Jakarta. Nowhere
in the world offered a better return on high-end property investment in 2013
than Indonesia’s capital, a leading global real-estate consultancy based in
London said.
“The growth of the economy and the property sector
might get slower — it depends on the global outlook — however, we remain
positive on the Indonesian market,” Hasan Pamudji, Knight Frank Indonesia’s
associate director for consultancy and research, told the Jakarta Globe.

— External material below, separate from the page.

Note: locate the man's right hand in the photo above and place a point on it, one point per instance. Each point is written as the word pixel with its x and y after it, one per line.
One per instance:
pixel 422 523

The latest Global Cities Index
report by Knight Frank showed that
the high-end segment in Jakarta grew at more than double the pace of the
next-ranked city, Dublin. Composite growth in Jakarta reached an extraordinary
37.7 percent in 2013. The Irish capital saw a 17.5 percent jump in the value of
its luxury property.
“It is interesting to note, that without Jakarta
the index would still have risen by a not-insignificant 5.9 percent in 2013,”
Kate Everett-Allen said in the report. The overall index, which covers 30
global cities, was up 6.9 percent year-on-year and up 34.9 percent from the
nadir of the sub-prime crisis in Q2, 2009.
Knight Frank puts Jakarta’s “phenomenal growth”
down to meager supply and runaway demand.
“As of now there is a very limited supply,” Hasan
said. “People don’t really build anymore in Jakarta; There is not enough land.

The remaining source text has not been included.